Commenting on the unveiling of the Obama administration's NCLB waiver plan, she told the New York Times: "You're seeing an extraordinary change of policy, from an accountability system focused on districts and schools, to accountability based on principal and teacher evalutions."
This is the fundamental shift in education policy — not the alleged executive branch overreach (or is it a giveaway to the states?), not the abandonment of AYP — that the waiver plan cements into place. To get out from under the overly ambitious goal of getting all children proficient by 2014, states will have to implement rational (we hope) systems for evaluating the performance of the individuals (rather than the institutions) who have the greatest impact on student learning.

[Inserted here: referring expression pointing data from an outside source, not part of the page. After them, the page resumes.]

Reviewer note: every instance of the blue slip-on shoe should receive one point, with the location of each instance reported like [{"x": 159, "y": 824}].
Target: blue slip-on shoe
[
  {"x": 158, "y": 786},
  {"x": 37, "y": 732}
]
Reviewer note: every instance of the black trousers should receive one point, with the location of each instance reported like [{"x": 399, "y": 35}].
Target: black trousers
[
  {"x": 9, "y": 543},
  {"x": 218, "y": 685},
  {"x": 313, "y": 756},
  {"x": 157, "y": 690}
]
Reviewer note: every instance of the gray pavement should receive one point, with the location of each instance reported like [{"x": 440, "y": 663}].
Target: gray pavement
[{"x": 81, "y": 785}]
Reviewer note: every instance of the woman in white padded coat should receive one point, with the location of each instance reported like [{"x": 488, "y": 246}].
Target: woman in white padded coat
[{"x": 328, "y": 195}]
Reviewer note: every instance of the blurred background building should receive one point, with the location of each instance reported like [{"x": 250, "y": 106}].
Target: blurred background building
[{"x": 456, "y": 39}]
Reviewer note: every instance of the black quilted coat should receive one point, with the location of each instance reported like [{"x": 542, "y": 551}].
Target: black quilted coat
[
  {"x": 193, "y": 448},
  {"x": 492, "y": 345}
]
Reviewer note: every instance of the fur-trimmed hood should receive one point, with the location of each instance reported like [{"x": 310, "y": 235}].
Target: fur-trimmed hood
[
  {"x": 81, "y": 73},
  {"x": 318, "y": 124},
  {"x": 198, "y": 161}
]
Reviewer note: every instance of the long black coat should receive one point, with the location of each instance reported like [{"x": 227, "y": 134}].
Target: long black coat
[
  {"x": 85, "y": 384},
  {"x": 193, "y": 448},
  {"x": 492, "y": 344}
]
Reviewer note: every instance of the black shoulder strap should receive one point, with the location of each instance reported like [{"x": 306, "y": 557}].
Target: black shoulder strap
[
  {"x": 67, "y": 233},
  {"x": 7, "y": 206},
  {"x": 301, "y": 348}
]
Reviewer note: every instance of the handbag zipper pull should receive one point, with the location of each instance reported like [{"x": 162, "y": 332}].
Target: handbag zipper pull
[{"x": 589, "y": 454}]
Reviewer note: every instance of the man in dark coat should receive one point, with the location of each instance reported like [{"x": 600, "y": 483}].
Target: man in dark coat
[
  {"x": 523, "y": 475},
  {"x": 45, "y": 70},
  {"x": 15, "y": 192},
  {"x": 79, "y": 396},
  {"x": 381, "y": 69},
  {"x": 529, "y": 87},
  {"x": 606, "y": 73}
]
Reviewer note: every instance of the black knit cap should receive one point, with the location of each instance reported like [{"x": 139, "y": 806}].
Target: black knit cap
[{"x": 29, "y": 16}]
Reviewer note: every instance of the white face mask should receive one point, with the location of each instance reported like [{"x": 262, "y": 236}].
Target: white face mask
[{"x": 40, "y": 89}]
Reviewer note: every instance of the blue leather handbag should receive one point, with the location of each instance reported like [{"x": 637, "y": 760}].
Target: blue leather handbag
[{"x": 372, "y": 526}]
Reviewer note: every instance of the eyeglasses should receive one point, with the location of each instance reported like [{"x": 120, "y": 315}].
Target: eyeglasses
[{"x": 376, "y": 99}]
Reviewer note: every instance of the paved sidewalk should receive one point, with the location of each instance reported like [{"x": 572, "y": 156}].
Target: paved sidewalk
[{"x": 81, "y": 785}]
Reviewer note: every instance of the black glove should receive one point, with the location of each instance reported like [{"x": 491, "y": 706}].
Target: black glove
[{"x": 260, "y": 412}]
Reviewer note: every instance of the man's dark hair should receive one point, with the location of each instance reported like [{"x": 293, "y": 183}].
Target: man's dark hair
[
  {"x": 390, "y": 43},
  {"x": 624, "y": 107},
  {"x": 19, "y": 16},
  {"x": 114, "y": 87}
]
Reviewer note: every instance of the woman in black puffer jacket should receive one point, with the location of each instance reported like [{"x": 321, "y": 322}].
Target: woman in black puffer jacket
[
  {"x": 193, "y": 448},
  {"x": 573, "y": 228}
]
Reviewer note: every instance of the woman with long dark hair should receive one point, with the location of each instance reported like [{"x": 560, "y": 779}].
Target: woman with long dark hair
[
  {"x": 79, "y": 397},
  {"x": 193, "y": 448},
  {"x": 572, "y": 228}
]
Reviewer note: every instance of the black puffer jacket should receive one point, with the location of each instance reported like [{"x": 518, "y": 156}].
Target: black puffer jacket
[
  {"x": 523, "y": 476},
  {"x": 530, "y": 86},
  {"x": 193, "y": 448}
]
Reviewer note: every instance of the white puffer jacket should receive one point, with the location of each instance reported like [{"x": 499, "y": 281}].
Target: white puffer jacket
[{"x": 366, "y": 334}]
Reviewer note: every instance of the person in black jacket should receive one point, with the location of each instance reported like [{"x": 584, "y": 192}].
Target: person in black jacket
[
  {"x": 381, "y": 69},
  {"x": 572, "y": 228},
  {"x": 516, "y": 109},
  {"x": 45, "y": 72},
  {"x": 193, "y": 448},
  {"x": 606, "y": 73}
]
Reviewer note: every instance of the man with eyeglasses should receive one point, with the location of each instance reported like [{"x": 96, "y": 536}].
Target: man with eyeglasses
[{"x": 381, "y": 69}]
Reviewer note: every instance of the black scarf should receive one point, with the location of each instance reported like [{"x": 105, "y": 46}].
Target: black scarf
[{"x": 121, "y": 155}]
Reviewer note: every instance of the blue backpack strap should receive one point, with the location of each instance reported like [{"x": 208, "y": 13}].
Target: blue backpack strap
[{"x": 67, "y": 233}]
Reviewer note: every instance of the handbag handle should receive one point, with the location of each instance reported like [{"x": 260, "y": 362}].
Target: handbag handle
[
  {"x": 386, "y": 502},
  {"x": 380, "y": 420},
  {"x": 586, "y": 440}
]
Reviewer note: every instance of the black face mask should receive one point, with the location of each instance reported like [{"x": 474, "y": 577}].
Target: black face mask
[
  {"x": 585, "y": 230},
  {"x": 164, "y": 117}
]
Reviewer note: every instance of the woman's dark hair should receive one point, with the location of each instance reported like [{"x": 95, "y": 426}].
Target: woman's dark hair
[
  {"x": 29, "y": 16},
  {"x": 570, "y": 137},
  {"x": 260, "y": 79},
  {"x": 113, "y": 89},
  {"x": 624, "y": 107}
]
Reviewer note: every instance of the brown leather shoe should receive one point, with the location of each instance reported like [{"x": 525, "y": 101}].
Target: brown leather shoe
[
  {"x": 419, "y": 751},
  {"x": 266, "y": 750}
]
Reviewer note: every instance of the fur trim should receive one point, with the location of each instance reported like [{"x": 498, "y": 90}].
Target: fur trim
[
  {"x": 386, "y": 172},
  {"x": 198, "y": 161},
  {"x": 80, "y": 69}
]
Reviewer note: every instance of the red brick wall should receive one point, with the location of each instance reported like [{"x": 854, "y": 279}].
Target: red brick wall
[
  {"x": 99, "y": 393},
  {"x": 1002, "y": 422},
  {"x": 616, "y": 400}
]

Strange as it may seem to some of us who have lived in the NCLB world for almost a decade, there is no reason why the school has to be the unit of accountability in education reform. As Paul Peterson points out in his masterful Saving Schools, school-based accountability was simply seen as more practical than the other two alternatives — holding teachers or students accountable. But the evidence that teacher quality outweighs all other school-based effects on student learning has finally become too overwhelming to ignore.

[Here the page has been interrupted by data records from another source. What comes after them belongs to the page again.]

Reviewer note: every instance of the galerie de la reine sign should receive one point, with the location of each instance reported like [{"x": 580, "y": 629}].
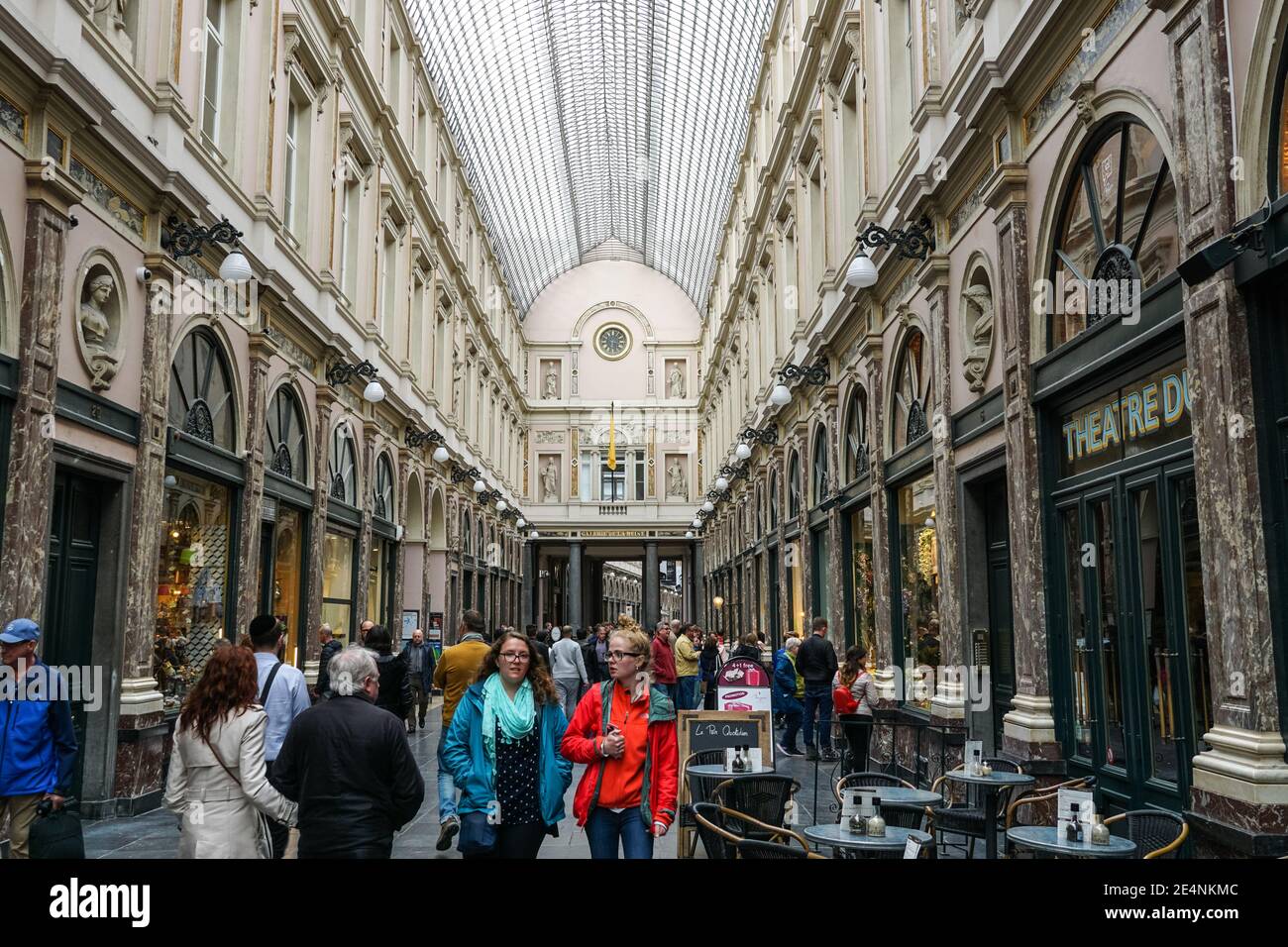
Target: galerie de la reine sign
[{"x": 1142, "y": 415}]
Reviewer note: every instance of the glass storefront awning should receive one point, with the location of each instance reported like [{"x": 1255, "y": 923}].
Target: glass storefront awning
[{"x": 596, "y": 129}]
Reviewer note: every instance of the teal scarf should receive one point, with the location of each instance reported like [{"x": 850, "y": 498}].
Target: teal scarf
[{"x": 516, "y": 718}]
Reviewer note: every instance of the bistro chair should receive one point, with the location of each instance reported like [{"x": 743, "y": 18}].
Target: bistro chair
[
  {"x": 966, "y": 818},
  {"x": 1157, "y": 834},
  {"x": 703, "y": 784},
  {"x": 764, "y": 797}
]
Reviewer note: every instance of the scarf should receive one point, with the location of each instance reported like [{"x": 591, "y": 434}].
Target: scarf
[{"x": 516, "y": 718}]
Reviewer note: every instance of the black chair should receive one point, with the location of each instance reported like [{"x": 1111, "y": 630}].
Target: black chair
[
  {"x": 967, "y": 818},
  {"x": 764, "y": 797},
  {"x": 1157, "y": 834},
  {"x": 858, "y": 736}
]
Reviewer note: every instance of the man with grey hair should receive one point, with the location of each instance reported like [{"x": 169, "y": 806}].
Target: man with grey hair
[{"x": 348, "y": 764}]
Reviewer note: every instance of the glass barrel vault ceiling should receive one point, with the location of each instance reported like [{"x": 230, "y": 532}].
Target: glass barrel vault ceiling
[{"x": 596, "y": 129}]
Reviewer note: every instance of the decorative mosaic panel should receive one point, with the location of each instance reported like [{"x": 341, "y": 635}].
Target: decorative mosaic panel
[
  {"x": 106, "y": 197},
  {"x": 1090, "y": 51}
]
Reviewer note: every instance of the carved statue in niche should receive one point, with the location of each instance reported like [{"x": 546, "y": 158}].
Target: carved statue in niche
[
  {"x": 978, "y": 322},
  {"x": 677, "y": 487},
  {"x": 550, "y": 482},
  {"x": 675, "y": 381},
  {"x": 98, "y": 328}
]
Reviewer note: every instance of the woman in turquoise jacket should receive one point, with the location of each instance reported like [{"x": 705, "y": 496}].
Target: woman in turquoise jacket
[{"x": 502, "y": 751}]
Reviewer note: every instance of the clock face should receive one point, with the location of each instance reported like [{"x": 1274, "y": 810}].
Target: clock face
[{"x": 613, "y": 342}]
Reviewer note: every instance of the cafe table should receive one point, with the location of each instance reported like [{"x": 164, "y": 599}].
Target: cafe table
[
  {"x": 838, "y": 836},
  {"x": 991, "y": 785},
  {"x": 1048, "y": 839}
]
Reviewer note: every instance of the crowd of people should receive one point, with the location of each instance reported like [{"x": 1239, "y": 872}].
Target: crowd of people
[{"x": 258, "y": 751}]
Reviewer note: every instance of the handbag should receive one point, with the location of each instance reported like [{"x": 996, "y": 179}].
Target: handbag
[
  {"x": 478, "y": 835},
  {"x": 56, "y": 834}
]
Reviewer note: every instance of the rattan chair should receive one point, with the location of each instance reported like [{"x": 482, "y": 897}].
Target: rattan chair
[
  {"x": 1157, "y": 834},
  {"x": 764, "y": 797},
  {"x": 967, "y": 818},
  {"x": 704, "y": 783}
]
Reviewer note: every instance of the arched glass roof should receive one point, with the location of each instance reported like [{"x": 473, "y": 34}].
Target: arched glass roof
[{"x": 596, "y": 129}]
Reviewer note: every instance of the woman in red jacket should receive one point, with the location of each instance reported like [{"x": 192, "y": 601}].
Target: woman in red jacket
[{"x": 623, "y": 729}]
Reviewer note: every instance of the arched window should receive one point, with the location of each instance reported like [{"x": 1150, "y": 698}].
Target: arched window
[
  {"x": 818, "y": 470},
  {"x": 343, "y": 467},
  {"x": 913, "y": 392},
  {"x": 384, "y": 506},
  {"x": 284, "y": 449},
  {"x": 1117, "y": 224},
  {"x": 773, "y": 500},
  {"x": 201, "y": 390},
  {"x": 857, "y": 434},
  {"x": 794, "y": 486}
]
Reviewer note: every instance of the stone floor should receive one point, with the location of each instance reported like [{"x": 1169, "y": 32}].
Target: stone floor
[{"x": 155, "y": 834}]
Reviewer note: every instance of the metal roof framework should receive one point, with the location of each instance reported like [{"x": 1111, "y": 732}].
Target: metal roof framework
[{"x": 596, "y": 129}]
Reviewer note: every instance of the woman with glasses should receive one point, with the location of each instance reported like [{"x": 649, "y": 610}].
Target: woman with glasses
[
  {"x": 502, "y": 751},
  {"x": 623, "y": 729}
]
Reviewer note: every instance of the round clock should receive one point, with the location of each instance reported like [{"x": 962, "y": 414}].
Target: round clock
[{"x": 613, "y": 342}]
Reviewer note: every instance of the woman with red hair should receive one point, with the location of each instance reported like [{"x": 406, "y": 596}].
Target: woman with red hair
[{"x": 218, "y": 785}]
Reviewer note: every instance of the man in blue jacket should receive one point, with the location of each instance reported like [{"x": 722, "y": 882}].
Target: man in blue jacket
[{"x": 38, "y": 742}]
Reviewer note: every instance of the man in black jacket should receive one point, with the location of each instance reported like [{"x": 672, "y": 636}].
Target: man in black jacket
[
  {"x": 348, "y": 764},
  {"x": 815, "y": 661}
]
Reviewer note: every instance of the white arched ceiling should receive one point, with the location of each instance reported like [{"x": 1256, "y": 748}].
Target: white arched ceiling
[{"x": 596, "y": 129}]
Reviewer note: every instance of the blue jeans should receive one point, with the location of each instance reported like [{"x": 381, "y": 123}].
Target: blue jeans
[
  {"x": 446, "y": 787},
  {"x": 687, "y": 692},
  {"x": 604, "y": 827},
  {"x": 818, "y": 697}
]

Whether or not this shift ultimately brings about results depends on two key factors: are the teacher evaluation systems well-designed (in particular, do they make student learning growth a primary consideration in assessing teachers), and what states and districts do with whatever information the evaluation systems net them. It's entirely possible that the federal government is writing a blank check that education departments and district offices won't be able to cash. What's now unquestioned, however, is that teacher quality is seen as the prime lever for the improvement of public education.